Welch Senior Living Memory Care Program Leaders

Senior clinical assisted living practitioner Ellen Laramee, RN, CDP on left; Clinical Social Worker Joyce Watson O’Neil, LICSW, MPH, CDP on right.

Welch Senior Living Memory Care Program leaders, Ellen Laramee, RN, CDP and Joyce Watson O’Neil, LICSW, MPH, CDP have a combined 60 years of experience planning, developing and managing memory care programs. They are charged with setting the standards for our cutting-edge program, focused on person-centered care. Working in collaboration with executive directors and program directors they establish care protocols, and develop and implement specialized memory care staff training programs.

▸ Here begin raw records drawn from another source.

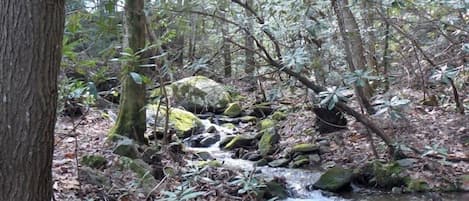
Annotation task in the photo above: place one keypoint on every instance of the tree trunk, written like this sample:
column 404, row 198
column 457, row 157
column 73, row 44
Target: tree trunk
column 30, row 52
column 226, row 43
column 249, row 43
column 353, row 48
column 131, row 121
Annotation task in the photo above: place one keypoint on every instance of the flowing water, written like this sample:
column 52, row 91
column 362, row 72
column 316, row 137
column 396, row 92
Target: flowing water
column 297, row 180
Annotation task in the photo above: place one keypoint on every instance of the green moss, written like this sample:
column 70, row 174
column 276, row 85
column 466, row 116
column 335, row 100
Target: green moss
column 334, row 180
column 279, row 116
column 233, row 110
column 417, row 185
column 305, row 148
column 94, row 161
column 267, row 141
column 267, row 123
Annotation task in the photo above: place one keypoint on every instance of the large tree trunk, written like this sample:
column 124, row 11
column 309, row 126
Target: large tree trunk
column 353, row 48
column 30, row 52
column 131, row 121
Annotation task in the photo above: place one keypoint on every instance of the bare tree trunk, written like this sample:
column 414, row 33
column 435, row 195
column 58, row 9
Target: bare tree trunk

As Program leaders, they provide clinical oversight and quality assurance for care planning and resident engagement programs, and are important resources to support struggling to cope with a loved one’s diagnosis.

“Our new Duxbury House Memory Care Residence supports the uniqueness of each individual resident,” says Watson O’Neil, who has been with Welch Senior Living for 30 years. “That person – who they are, their life experiences, what they enjoy, their individual strengths – is at the center of their care. We provide a therapeutic environment focused on generating self-worth and positive emotions.”

Memory Care Community Painting Activity

Ellen Laramee, RN, CDP, a senior clinical assisted living and certified dementia practitioner with 30 years at Welch Senior Living, adds that a positive environment is created in part by setting up comprehensive service care plans. “These are designed to mirror what was done at home to help ease the transition to a memory care residence,” she says. Ensuring the plan development is custom tailored to an individual resident is the role of specially trained nursing staff, whom Laramee oversees. Welch Senior Living Memory Care staff are required to receive certification as Certified Dementia Practitioners (CDPs).

Watson O’Neil uses her role as a bridge between an exceptional care team and residents and their families. She sees the value in both sitting with a resident to write his or her story for reference when reminiscing, and meeting with a family member wondering how to broach the idea of the Memory Care Residence with their loved one. “By partnering with families in this way, we learn how to best expand opportunities to engage an individual,” Watson O’Neil said.